City leadership says the hope in Pelican is that municipal ownership will prevent money from flowing out of the community.

“This is as big as it gets for Pelican,” said Clint Bean, Pelican’s mayor. He says the deal isn’t done yet. Both parties have signed off on it, but there are still regulatory hurdles to clear with the state.

“Well, I think when it’s done it means that the city pretty much holds its future in its own hands,” Bean said.

And that, Bean says, is what his citizens have been hoping for: a chance to let the economy recover from the body blows it’s received in recent years. The closure of the fish plant and cold storage took scores of jobs away from the community. The flume that brings water down to Pelican’s hydro generator broke, and energy prices skyrocketed. In 1990, more than 200 people lived in Pelican. At the last census, the number was 88.

“We can only improve from here and that’s the goal, is to get everything centralized, get everything on track, and strengthen our economy, and invite people and get more visitors, and move forward,” he said. “I think this is the first of many steps in that moving forward.”

The fish plant and cold storage will have a long way to go before becoming functional again. Its future is at least partly in the hands of the larger fishing economy. But the city received a grant for an ice machine that it hopes will bring some boats back.

Workers continue repairs to Pelcian's flume in this May 2011 photo. The flume carries water to Pelican's hydroelectric plant. (Photo: Ed Ronco)

Pelican residents are still using diesel instead of hydro for their electricity, but repairs continue on the flume and the utility’s infrastructure. Once they’re complete, officials hope energy prices will drop below their current 50 or 60 cents per kilowatt hour.

The fuel dock, meanwhile, is Pelican’s one-stop for petroleum products, says Bean.

“Boat fuel, stove oil, and gasoline.

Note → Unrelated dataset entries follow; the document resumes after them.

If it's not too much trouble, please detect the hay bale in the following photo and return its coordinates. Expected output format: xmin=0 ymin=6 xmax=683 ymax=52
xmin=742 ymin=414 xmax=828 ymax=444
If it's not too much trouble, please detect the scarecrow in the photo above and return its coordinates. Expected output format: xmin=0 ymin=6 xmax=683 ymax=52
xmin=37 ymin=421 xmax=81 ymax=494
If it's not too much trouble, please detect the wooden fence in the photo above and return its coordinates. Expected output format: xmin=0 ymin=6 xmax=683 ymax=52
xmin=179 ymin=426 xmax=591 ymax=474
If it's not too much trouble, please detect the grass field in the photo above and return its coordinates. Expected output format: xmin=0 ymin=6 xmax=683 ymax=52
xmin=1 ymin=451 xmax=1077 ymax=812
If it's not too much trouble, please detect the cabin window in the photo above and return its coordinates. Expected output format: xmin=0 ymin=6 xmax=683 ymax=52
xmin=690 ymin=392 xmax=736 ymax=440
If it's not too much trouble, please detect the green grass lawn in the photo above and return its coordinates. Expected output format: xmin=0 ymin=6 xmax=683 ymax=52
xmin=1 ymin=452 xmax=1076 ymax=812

And then you throw in propane,” he said. “So pretty much, anything and everything we use out here.”

The city will buy the current fuel at inventory prices, not at the markup charged to customers, and will then be able to sell fuel citywide. It’s a stream of income that Bean says is now flowing back into Pelican.

“Any monies that were leaving the city are going to stay in the city, thereby strengthening the local economy and enabling us to rebuild, reconstruct and strengthen our infrastructure,” he said.

Kake Tribal Corporation’s chief executive, Vicki Wolfe, declined to comment on the arrangement until the deal is completely finalized.